I am not sure what men in Mykonos do now, besides tend bar. Once they must have fished, but there is no evidence of that beyond the fish in the tavernas, and they may have been flown in from the same factory ships that supply St. Louis and Milwaukee. Piracy no longer seems to be a career option, but I suspect it once was. Byron's Corsair would have found this a congenial spot. The piety business takes up a lot of land—there are votive churches everywhere, the fulfillment of vows by desperate sailors and their families. They are touching and beautiful in their own way, but I didn't see a single priest serving them, only the old ladies who lend skirts to the half-naked tourists of both sexes and make sure a euro has clinked in the box before a candle is lit. A few guys drive busses, and in off-peak times I'm sure white-washing a whole town employs many others, but mostly the local men are out of sight. Women staff the boutiques and do more than their share at the tavernas.

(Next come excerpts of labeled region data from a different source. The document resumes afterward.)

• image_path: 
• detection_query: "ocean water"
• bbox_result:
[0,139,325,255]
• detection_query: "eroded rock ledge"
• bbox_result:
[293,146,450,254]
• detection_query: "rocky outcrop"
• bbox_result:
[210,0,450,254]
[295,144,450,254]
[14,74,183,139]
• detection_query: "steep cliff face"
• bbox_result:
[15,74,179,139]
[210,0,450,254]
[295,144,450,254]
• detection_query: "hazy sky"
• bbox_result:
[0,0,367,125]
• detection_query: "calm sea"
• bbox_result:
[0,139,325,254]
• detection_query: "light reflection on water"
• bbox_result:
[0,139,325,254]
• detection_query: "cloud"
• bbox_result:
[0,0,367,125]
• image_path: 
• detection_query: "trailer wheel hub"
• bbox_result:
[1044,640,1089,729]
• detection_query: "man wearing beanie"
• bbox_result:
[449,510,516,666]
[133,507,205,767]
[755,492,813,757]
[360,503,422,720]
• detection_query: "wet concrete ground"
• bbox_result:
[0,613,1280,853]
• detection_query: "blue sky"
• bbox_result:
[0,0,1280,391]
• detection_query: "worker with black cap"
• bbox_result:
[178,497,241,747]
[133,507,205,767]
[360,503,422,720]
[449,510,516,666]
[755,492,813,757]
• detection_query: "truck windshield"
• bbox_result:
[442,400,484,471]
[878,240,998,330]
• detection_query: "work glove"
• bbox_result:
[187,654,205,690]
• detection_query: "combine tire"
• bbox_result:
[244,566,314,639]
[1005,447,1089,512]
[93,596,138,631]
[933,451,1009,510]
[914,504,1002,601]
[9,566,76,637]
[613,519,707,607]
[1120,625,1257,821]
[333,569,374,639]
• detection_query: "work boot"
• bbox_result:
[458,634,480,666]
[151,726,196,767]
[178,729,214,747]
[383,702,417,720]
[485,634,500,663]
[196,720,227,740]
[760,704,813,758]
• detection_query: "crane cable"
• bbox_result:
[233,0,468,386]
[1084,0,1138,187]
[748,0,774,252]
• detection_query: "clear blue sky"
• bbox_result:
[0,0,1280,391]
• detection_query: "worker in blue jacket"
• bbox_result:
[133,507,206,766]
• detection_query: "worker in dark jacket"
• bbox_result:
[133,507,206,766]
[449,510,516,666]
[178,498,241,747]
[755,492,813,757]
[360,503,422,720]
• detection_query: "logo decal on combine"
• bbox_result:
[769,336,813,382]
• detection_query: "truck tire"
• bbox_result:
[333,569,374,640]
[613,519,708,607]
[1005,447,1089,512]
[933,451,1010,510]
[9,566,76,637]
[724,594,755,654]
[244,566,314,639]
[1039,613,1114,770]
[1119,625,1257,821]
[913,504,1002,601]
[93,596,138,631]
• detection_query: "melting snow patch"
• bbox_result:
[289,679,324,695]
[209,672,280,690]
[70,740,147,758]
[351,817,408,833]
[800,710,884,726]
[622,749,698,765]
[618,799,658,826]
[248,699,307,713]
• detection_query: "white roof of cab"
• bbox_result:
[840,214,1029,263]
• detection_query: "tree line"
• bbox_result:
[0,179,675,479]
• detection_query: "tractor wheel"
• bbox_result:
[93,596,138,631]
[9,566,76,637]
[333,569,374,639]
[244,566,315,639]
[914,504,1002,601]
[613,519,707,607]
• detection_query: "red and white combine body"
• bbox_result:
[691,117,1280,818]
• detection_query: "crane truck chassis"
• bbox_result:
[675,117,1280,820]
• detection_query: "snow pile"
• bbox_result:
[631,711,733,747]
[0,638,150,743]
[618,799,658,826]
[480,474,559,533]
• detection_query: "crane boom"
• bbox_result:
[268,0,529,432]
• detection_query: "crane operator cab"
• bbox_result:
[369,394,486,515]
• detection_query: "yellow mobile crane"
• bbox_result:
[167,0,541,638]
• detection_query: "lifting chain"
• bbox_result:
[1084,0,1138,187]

I’m told that male visitors can enjoy a gay scene, if Greek love is what they're interested in. For the heterosexual male tourist, however, there seem to be only two pastimes. One is standing outside the shops holding a lady's purse and packages while she shops for jewelry or trinkets or clothes in the over-priced boutiques. I saw retired construction workers and computer programmers and business executives from across the English-speaking world transformed into this sort of emasculated cigar store Indian and planted outside every shop in town. The other way a guy can spend his time ashore is to settle into a bar whose playlist features covers of lighter 60’s fare and get quietly or noisily drunk. Before you down more than a couple, you will have heard "Those Were the Days, My friend,” “Try to Remember the Kind of September,” and “The Fool on the Hill,” several times, along with, as instrumental interludes, several renditions of “Never on Sunday” and the theme from “Zorba the Greek.” 

Being a bachelor with a bad liver, and thus excluded from participation in even those activities, I didn't find Mykonos the most interesting place I have visited on my travels. I understand it was a pleasant simple island unfrequented much by outsiders until Jacqueline Kennedy and Aristotle Onassis brought the Jet Set here in the 1960’s. I'm sure it’s more fun for the truly rich, but I suspect that anywhere you go a part of the sad atmosphere of that era lingers. I was but a child in the 60’s, but I recall that the Kennedy era and its aftermath included not just tragedy (the assassinations, the wars), not just nobility (the civil rights struggle, the space program), not just childish rebellion (sex and drugs and rock ’n’ roll), but also a brittle feeling that people were pretending to be having a great time but really were fending off a feeling of emptiness. That is part of what I always associate with the Rat Pack, with the part of “Camelot” that includes Marilyn Monroe at the President's birthday party, and the whole tawdry swinging, girl-watching, faux cool, medallions-and-turtleneck-where-my-tie-should-be atmosphere that pervaded the time as much as pot smoke and rock 'n' roll. 

I have no desire to revisit that era. I want to be where people wear their tuxes unironically or dress for a day of fishing. Or perhaps I'm just too old and too single to enjoy any place where you keep hearing a voice asking, “Is that lonely woman really me?” She’s not talking to me, but my only answer would be, “At least you can shop and giggle and swill the ouzo. I’m heading back to the ship.”